- Other name: Islamic State – Misr Province
- Dates active: 2015 – present
- Active regions: Mainland Egypt
- Ideology: Islamic Statism
- Size: Unknown
- Part of: Islamic State

= Islamic State – Egypt Province =

Branch of the Islamic State

The Islamic State – Egypt Province (الدولة الإسلامية – ولاية مصر) is one of the two Islamic State (IS) branches in Egypt, the other being Islamic State – Sinai Province. It is located in mainland (African) Egypt, while the Sinai Province operates in the Sinai Peninsula.

== Background ==

Since 2013, violence in mainland Egypt has escalated and developed into a low-level Islamist insurgency against the Egyptian government.

==Attacks==
On 20 August 2015, the Islamic State claimed responsibility for the bombings in Cairo and Giza, injuring thirty people.

On 11 December 2016, a suicide bomber killed 29 people and injured 47 others at St. Peter and St. Paul's Church, a chapel next to Saint Mark's Coptic Orthodox Cathedral, seat of the Coptic Orthodox Pope, in Cairo's Abbasia district. IS claimed responsibility for the attack.

On 29 February 2017, the group released a propaganda video that targets Coptic Christians.

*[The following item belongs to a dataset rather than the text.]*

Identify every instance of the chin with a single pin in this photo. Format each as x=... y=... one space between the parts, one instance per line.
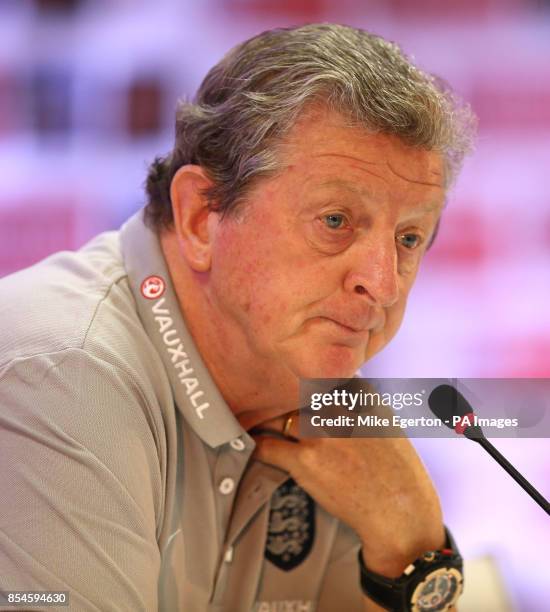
x=336 y=362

On 29 December 2017, in Helwan, Egypt, a gunman opened fire at the Coptic Orthodox Church of Saint Menas and a nearby shop owned by a Coptic man, killing ten citizens and a police officer and injuring around ten people. The gunman was wounded by police and arrested. Investigators said he had carried out several attacks in the last year. Later, Amaq News Agency attributed it to the Islamic State group.

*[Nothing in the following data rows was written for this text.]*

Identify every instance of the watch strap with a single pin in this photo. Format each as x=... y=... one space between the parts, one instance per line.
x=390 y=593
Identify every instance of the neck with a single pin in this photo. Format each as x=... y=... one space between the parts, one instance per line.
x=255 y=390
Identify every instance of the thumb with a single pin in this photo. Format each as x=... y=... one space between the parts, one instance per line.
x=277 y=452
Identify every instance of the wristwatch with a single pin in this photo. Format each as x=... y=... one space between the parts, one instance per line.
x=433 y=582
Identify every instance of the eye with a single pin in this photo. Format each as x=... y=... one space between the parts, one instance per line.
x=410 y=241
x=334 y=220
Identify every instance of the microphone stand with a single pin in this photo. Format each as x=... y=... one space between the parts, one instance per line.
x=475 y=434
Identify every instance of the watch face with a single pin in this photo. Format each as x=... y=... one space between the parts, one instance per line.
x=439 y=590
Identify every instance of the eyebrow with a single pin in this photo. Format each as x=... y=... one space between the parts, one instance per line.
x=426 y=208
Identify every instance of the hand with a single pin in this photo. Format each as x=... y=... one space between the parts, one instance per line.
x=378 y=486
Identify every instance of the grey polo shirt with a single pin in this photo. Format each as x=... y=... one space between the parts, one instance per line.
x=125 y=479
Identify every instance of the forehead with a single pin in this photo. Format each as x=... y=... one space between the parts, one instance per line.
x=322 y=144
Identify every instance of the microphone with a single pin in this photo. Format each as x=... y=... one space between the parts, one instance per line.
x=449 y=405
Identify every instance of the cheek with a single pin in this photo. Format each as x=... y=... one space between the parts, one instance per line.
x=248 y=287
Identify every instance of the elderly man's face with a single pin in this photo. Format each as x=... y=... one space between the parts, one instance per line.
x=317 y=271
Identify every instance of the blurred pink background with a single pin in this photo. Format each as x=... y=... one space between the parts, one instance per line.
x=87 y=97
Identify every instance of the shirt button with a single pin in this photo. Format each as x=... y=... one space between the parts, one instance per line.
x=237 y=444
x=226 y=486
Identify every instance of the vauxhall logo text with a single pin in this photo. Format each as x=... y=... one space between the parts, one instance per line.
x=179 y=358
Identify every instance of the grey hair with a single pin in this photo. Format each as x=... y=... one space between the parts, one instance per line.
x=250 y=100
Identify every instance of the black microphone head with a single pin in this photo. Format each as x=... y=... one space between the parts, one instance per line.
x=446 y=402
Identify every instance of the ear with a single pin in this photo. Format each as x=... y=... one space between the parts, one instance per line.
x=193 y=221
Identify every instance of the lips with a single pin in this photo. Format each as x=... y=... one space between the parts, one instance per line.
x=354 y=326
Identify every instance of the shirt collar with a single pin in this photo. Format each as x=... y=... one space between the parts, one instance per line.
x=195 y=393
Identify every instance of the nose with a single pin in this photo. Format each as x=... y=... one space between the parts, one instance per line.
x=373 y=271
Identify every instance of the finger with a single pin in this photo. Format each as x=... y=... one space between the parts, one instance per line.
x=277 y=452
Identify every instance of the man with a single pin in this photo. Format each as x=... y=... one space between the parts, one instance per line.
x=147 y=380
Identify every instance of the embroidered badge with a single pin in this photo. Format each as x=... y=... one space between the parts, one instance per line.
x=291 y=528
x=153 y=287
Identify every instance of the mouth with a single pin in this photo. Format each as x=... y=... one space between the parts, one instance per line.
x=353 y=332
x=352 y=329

On 2 November 2018, three buses left Monastery of Saint Samuel the Confessor carrying Coptic Christians on their way to Minya. The buses were ambushed by IS fighters around Minya. During the ambush, the first two buses managed to escape with 12 injured passengers, however the third bus was unable to escape the ambush and was forced to come to a stop. Seven civilians on board the bus were killed.